At least one person died yesterday after an oil tanker caught fire off Hong Kong, police said, sending a huge cloud of dark smoke billowing into the air.
A total of 21 people have been rescued after those on the vessel either fell or jumped into the sea, a police spokesperson said, but it was not clear if more people were still missing.
A number of the victims had suffered burns, they said.
A picture posted by the Hong Kong Police Force showed the tanker listing sharply with large plumes of black smoke coming from its middle and flames still burning on the deck.
Police said that they received a report of an oil tanker exploding and catching fire in waters south of outlying Lamma Island.

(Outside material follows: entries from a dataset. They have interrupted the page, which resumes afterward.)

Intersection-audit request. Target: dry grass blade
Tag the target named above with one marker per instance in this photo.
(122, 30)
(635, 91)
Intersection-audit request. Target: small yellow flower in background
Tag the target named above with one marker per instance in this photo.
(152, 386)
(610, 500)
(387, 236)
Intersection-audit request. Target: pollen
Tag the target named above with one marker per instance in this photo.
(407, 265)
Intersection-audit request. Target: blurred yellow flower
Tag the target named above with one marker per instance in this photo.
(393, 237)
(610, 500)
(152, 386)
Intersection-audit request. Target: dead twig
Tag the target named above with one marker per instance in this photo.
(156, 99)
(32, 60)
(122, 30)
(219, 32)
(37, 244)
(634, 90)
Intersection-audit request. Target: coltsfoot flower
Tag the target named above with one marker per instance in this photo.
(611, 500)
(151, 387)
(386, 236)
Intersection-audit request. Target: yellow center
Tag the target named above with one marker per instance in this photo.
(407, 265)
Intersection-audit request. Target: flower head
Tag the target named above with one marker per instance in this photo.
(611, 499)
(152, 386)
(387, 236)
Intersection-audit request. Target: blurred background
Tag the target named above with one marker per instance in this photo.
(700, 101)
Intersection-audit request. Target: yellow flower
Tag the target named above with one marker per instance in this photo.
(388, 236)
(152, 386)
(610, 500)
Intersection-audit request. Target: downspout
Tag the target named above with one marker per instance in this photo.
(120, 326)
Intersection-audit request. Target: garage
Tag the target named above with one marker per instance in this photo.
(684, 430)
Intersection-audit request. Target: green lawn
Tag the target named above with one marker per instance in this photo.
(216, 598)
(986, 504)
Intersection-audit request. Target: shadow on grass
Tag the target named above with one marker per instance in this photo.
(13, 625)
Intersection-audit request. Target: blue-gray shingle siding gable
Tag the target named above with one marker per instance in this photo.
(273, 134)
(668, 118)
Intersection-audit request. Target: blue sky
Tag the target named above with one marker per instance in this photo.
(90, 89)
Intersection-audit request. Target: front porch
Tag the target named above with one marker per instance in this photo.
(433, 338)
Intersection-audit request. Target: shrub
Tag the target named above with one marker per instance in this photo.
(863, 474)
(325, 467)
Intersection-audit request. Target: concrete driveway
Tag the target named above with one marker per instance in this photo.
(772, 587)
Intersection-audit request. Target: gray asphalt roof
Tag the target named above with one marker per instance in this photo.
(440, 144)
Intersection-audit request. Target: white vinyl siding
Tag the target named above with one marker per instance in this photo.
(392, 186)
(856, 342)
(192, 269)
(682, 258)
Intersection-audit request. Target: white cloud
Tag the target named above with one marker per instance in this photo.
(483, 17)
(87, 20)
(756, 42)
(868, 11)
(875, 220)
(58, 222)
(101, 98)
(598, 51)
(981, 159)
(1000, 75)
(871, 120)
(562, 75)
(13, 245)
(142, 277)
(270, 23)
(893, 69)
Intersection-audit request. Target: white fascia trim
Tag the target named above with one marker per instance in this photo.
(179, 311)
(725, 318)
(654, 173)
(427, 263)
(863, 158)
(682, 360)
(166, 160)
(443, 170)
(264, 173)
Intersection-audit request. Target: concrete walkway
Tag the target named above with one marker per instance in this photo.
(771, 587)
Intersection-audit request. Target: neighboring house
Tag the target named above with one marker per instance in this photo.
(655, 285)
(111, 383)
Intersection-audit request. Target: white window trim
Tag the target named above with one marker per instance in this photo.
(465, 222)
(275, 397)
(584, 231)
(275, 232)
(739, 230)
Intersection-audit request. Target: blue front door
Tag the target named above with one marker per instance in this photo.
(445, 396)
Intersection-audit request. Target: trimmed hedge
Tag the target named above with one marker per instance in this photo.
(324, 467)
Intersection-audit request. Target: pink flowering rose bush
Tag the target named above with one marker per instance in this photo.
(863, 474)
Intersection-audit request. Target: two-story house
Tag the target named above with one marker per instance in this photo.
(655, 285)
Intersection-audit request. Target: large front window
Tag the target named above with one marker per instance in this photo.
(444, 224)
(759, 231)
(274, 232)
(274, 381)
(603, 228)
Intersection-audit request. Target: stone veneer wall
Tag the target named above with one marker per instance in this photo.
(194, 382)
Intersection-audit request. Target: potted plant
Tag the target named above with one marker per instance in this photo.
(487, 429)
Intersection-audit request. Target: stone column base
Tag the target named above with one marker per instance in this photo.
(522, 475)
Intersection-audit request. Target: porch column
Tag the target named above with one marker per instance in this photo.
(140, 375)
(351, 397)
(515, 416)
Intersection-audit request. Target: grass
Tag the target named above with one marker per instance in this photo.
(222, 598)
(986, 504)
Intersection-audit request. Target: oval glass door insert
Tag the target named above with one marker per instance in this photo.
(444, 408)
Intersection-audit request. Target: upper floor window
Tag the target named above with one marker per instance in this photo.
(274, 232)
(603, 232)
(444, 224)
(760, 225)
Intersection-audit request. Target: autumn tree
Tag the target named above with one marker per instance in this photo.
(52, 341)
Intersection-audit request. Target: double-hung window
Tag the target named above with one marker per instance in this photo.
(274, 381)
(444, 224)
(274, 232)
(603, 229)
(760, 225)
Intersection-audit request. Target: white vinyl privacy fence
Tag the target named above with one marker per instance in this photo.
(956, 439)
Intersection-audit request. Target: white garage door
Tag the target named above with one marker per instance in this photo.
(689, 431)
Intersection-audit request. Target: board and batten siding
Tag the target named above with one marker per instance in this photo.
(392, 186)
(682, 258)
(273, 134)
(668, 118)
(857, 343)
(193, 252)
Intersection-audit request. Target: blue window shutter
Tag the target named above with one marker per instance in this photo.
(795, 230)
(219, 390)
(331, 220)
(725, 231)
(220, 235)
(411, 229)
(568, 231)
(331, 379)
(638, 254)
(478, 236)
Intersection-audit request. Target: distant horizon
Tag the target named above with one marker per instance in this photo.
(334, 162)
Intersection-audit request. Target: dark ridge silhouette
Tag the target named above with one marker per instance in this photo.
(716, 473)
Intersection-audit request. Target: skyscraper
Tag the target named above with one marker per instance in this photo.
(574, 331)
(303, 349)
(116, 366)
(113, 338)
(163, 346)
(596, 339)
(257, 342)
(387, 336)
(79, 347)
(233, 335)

“I heard several banging and rumbling sounds, like someone with big hands knocking my glass door,” a resident of Lamma Island’s Mo Tat New Village, who gave his name as Shu, told reporters, adding that a smaller banging sound followed about 10 seconds later.
Photographs on the Web site of the Apple Daily showed an orange blaze on the ship, which was also belching out heavy smoke.
The name on the front of the tanker was Aulac Fortune, which the Hong Kong Marine Department’s tracker Web site showed as having arrived at the South Lamma anchorage at 2:58am yesterday.
MarineTraffic.com listed the tanker as registered in Vietnam and leaving the southern Chinese industrial city of Dongguan on Monday.
Authorities have dispatched marine police vessels, fireboats and a helicopter in an ongoing rescue operation, the South China Morning Post reported.